Avoiding Paycheck to Paycheck Lifestyle Pitfalls

 

 

Do you have a paycheck mentality or a net worth mindset? Ana is a 30-year-old creative director for a top advertising company. She is able to lease a one-bedroom condo unit in the business district, get an SUV on a mortgage, and can afford daily luxuries. Ana may seem to fit the description of a “rich” person in the Filipino society. However, this is just one side of the coin. This millennial professional accumulates credit card debts faster than she earns. Just 3 months after getting her job promotion (and pay raise), she was already surviving on a paycheck-to-paycheck basis with a huge bulk of her net income going to her bills and debts.

 

The Filipino’s measure of success

 

 

 

 

 

 

 

 

Photo by Pixabay

In the Philippines, parents raise their kids to believe that there’s only one wayof living a meaningful life: earn a college degree, get a good job, start a family, and eventually retire. Being an employee and climbing up the corporate ladder for a better pay is considered the ultimate success. It’s a paycheck mentality. According to the book The Bogleheads’ Guide to Investing, a person with this mindset just focuses on increasing his active income (e.g. salary) to boost his wealth. In contrast, someone with a net worth mentality increases both his active and passive incomes.

 

Earning a good income doesn’t necessarily mean building one’s wealth. “Income is how much money you earn in a given period of time. If you earn a million in a year and spend it all, you add nothing to your wealth. You’re just living lavishly.” wrote the authors of The Bogleheads’ Guide to Investing. Creative director Ana may be earning more compared to thousands of her peers, but she’s not better off because she’s not building wealth. She needs to adopt a net worth mindset.

 

Your income: active and passive

In adopting a net worth mindset, there’s one concept you should learn well: passive income. This income is defined by Investopedia as “money being earned regularly with little or no effort on the part of the person who’s receiving it”. Sources of passive income include a mutual fund investment, shares of stocks, real estate, and royalty-earning ventures. An active income is the money you earn on endeavors that require your utmost attention, effort, and time such as your job. If you want to start thinking with a net worth mentality, you must create sustainable active and passive income sources.

 

Where do you stand?

Before exploring your active and passive income options, you should know where you stand. How much net worth is in your name? Get a piece of paper and write down your sources of income including your salary, earnings from part time jobs, dividends, etc. Then, subtract from your total income your debts. The resulting figure is your net worth or “wealth”. Don’t like what you see? Then it’s time to make life changes.

 

Do you REALLY need that?

Ana’s six-figure salary could’ve been a good starting point to build up her wealth has she made better financial decisions. She got a condo unit but failed to invest in a parking slot so she pays additional fees in a nearby pay parking area. Ana could’ve minimized her dine outs and prepared her meals as often as her schedule permitted. This is not only good for her pocket but also for her health. She spent on designer clothes and shoes instead of choosing clothing that suits her for a reasonable amount. Many of her purchases remained tucked under her bed, unboxed. Ultimately, Ana was living lavishly and way beyond her means. Perhaps, like many people, she believed that her money would never run out as long as she holds the job. Before buying anything especially non-essential items, ask yourself: Do I really need this right now?

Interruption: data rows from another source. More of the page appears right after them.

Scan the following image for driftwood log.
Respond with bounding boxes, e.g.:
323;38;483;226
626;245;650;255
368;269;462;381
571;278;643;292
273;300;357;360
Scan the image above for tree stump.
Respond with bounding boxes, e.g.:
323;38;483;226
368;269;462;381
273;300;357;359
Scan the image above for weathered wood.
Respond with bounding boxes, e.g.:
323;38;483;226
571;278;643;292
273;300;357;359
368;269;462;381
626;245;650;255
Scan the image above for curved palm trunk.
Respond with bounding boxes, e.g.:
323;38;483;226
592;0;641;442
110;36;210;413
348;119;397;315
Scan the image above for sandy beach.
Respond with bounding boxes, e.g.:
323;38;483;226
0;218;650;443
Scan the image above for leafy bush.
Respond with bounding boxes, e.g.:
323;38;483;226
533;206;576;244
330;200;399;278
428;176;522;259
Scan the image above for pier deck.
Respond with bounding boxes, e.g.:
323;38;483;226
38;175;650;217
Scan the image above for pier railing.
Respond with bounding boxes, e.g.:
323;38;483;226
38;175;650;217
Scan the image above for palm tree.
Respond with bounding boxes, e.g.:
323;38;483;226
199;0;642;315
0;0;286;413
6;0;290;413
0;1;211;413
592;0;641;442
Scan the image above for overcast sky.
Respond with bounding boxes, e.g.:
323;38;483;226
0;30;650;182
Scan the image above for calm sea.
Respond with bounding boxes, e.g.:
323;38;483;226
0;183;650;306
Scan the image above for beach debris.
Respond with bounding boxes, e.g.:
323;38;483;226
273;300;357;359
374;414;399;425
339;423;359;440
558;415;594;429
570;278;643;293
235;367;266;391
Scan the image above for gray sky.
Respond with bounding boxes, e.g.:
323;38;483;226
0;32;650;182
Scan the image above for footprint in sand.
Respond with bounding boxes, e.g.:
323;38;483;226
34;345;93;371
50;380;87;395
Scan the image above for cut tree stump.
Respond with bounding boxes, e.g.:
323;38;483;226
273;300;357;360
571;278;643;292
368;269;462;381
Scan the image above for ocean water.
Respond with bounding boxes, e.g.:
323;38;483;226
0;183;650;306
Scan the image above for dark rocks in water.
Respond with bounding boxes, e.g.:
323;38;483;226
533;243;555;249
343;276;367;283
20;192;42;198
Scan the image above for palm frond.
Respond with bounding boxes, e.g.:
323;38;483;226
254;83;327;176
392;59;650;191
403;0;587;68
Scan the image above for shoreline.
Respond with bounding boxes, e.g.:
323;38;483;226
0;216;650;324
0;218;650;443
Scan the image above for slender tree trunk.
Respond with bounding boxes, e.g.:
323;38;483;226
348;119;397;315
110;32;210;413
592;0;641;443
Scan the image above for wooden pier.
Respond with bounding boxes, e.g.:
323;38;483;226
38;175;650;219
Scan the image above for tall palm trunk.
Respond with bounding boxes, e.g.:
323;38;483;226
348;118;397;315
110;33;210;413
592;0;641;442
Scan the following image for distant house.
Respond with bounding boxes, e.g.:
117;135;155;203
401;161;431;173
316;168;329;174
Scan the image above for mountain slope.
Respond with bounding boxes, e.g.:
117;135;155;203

There are some risks you shouldn’t take

Photo courtesy of Anthony Intraversato via Unsplash

The first and most important step in attaining financial freedom is to adopt the right mindset, the net worth mentality. Live within your means. Then, secure yourself. Insurance is a safety net against possible income loss due to unforeseen events such as a death of a breadwinner, accident, illness or disability. Prolonged hospitalization can wipe out your savings easily without sufficient insurance cover. Having an insurance plan is enough. You must make sure that you are adequately covered. A married individual generally needs a higher coverage than a bachelor because of his status as the breadwinner of the family. A young employee with a medical background of serious diseases may need to boost his medical insurance cover early on. Not all risks are worth taking, and one of them is not getting insured.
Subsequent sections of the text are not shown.